2.18.2009

a lack of apa diversity in u.s. district court

This is a great opinion piece by Celia W. Lee and Ken Kawaichi in the San Francisco Chronicle on the surprising and severe lack of Asian Pacific American diversity in the U.S. District Court for the Northern District of California, considering the Bay Area's unique history of significant legal cases involving Asian Pacific Americans: An indefensible lack of diversity on the U.S. District Court.

In Northern California's state courts, there are 27 Superior Court judges, two commissioners, a justice on the Court of Appeal and two justices on the Supreme Court... but no APA judges on the federal bench.

And even with that significant number in the state courts, it still hasn't achieved parity with the APA population, which makes up 33 percent of San Francisco's population and about 20 percent of the Bay Area population.

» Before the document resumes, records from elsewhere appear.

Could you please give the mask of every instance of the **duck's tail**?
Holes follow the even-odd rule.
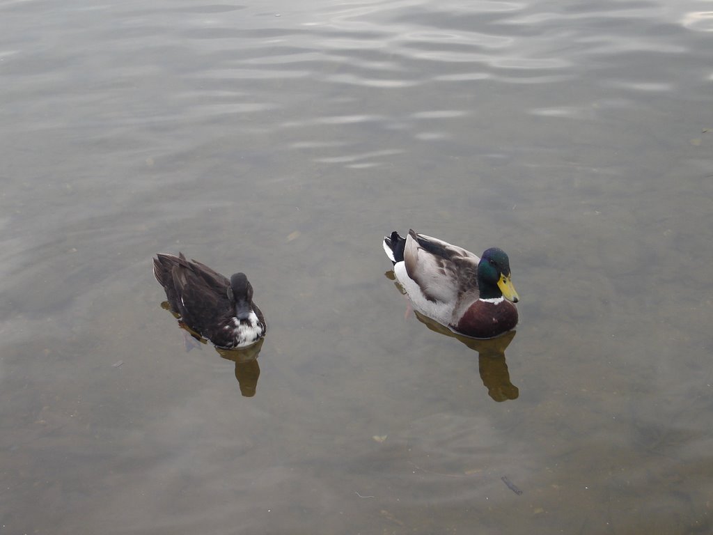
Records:
[[[186,262],[183,253],[179,253],[178,256],[159,253],[153,259],[153,276],[164,288],[168,287],[169,285],[173,287],[171,270],[174,265],[182,263],[182,260]]]
[[[386,253],[389,260],[396,264],[404,261],[404,248],[406,247],[406,238],[399,235],[396,230],[390,236],[384,238],[384,252]]]

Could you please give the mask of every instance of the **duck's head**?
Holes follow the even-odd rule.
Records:
[[[235,273],[230,277],[227,297],[235,305],[235,317],[247,320],[252,311],[252,286],[245,273]]]
[[[478,264],[478,287],[481,299],[504,297],[513,302],[520,300],[510,280],[510,259],[502,249],[493,247],[483,252]]]

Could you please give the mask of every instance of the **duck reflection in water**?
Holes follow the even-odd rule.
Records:
[[[388,271],[385,275],[386,278],[394,281],[394,285],[401,294],[407,295],[396,280],[393,271]],[[518,398],[520,391],[510,381],[510,372],[505,360],[505,350],[515,338],[515,330],[508,331],[496,338],[487,340],[469,338],[453,332],[445,325],[424,316],[418,311],[414,310],[414,314],[431,330],[456,338],[473,351],[478,352],[478,368],[481,379],[488,389],[488,395],[493,400],[500,402]]]
[[[183,343],[186,352],[190,352],[195,347],[200,347],[201,344],[206,345],[208,340],[186,325],[180,320],[180,315],[171,310],[168,301],[161,303],[161,308],[165,308],[173,315],[178,320],[178,326],[183,331]],[[262,349],[264,338],[261,338],[252,345],[240,350],[226,350],[213,346],[215,352],[226,360],[232,360],[235,363],[235,379],[240,387],[240,393],[245,397],[252,397],[257,389],[257,379],[260,376],[260,367],[257,364],[257,357]]]

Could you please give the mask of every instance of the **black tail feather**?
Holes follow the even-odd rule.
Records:
[[[399,235],[399,233],[394,230],[390,236],[384,238],[384,243],[391,250],[394,263],[404,261],[404,248],[406,247],[405,238]]]

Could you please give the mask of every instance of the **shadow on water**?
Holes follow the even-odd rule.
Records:
[[[180,315],[171,310],[168,301],[161,303],[163,308],[171,313],[178,322],[178,327],[183,330],[183,343],[186,352],[195,347],[200,347],[200,344],[207,345],[208,340],[194,331],[180,320]],[[261,338],[255,344],[240,350],[226,350],[213,346],[215,352],[226,360],[232,360],[235,363],[235,379],[240,387],[240,393],[245,397],[252,397],[257,389],[257,379],[260,377],[260,367],[257,363],[257,357],[262,349],[265,338]]]
[[[394,286],[402,295],[406,295],[401,285],[396,280],[393,271],[384,274],[386,278],[394,281]],[[505,360],[505,350],[515,338],[515,330],[506,332],[496,338],[480,340],[470,338],[453,332],[445,325],[441,325],[434,320],[424,316],[416,310],[416,317],[421,323],[435,332],[455,338],[465,344],[470,349],[478,352],[478,368],[483,384],[488,389],[488,395],[498,402],[508,399],[516,399],[520,390],[510,380],[508,363]]]

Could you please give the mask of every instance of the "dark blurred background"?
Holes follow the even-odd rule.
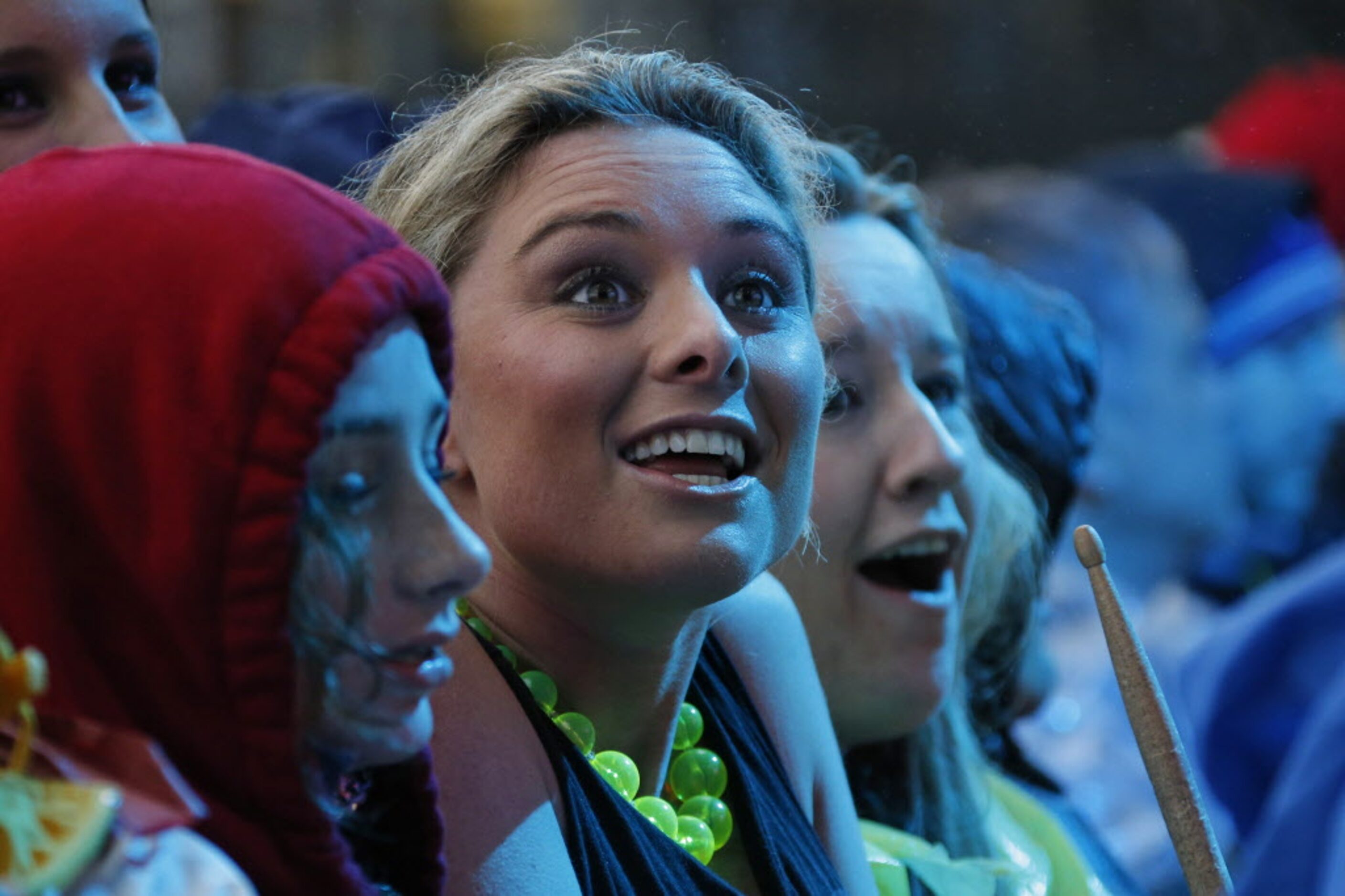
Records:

So what's up with that? As the piece points out, the remedy is obvious: appoint a qualified Asian Pacific American judge to the U.S. District Court in the Northern District. After all, this is the district that saw Yick Wo vs. Hopkins, Wong Kim Ark vs. the United States, Korematsu vs. United States, and Lau vs. Nichols.

Also, the piece urges the appointment of an APA judge to the U.S. Court of Appeals for the Ninth Circuit in San Francisco, the federal appellate court for California. No active Asian American judge sits on the Ninth Circuit. In fact, there are no active Asian American judges in any Circuit Courts of Appeals in the United States.